These four books are on seemingly discrete and different aspects of early Indian history, yet they are interconnected. Historiography links many facets, concerned as it is with interpretations of the past.
In recent years historical interpretation has drawn on other disciplines and this is evident in Interpreting Early India. The subject is history, but the discussions in this work move beyond history to provide a glimpse of explorations of new historical territories relating to early India.
Time, it is argued in Time as a Metaphor of History, is an essential component of a historical perspective. Societies have varying forms of time, depending on function and perceptions. Conventional attempts to assign these particular forms of time- either cyclical or linear- have now been questioned.

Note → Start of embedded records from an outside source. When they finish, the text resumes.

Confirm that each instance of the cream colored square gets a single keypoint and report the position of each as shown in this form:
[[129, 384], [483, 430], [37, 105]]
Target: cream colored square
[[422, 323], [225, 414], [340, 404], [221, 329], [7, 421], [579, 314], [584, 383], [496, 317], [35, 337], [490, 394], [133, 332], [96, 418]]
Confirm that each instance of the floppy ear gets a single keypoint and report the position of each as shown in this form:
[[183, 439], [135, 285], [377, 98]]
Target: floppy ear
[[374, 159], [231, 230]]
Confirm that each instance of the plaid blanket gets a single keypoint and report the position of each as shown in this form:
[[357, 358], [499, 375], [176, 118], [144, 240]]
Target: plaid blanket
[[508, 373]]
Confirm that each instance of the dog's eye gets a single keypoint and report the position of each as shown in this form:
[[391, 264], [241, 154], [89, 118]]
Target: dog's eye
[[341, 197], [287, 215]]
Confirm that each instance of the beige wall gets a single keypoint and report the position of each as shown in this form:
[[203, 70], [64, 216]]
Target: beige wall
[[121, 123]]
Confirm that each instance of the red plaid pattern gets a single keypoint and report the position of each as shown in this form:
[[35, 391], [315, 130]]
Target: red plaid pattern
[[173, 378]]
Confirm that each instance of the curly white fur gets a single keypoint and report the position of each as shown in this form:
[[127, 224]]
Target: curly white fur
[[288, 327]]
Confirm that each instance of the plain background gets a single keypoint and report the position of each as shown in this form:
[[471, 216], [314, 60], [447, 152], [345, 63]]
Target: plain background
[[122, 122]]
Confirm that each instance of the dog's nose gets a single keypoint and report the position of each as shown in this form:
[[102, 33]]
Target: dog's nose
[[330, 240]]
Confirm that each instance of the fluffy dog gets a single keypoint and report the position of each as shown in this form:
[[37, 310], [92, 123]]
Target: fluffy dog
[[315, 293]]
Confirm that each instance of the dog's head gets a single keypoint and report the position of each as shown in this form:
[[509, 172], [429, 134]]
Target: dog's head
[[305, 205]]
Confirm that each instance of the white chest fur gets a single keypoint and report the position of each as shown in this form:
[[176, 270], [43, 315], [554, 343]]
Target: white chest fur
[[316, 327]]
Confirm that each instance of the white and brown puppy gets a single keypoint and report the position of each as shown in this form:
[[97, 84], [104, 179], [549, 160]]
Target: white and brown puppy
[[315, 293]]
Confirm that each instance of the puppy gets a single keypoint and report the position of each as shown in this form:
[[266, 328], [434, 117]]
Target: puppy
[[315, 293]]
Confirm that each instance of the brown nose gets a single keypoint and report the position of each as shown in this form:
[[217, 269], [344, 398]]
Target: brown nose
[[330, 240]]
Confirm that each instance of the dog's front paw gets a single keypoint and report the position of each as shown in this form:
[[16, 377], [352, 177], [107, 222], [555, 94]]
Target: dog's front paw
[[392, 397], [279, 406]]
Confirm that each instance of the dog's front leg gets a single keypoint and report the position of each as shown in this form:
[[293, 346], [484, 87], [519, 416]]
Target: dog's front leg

The most meaningful understanding of time and history is to view time at the intersection of the cyclic and the linear within the same society.
Cultural Transaction suggests alternative ways of assessing the early Indian tradition. Using more recent concepts of culutre and tradition, it distances itself from the static notion of fixed traditions and exclusive high cultures.
From Lineage to State discusses the history of north India from about 1000 to 400BC. Moving away from the conventional treatment of this period, it attempts to locate the processes of state formation and social configuration. The evidence, both literary and archeological, is linked, using a comparative framework, with studies of similar societies from other sources in order to suggest a mutlifaceted reconstruction of this history.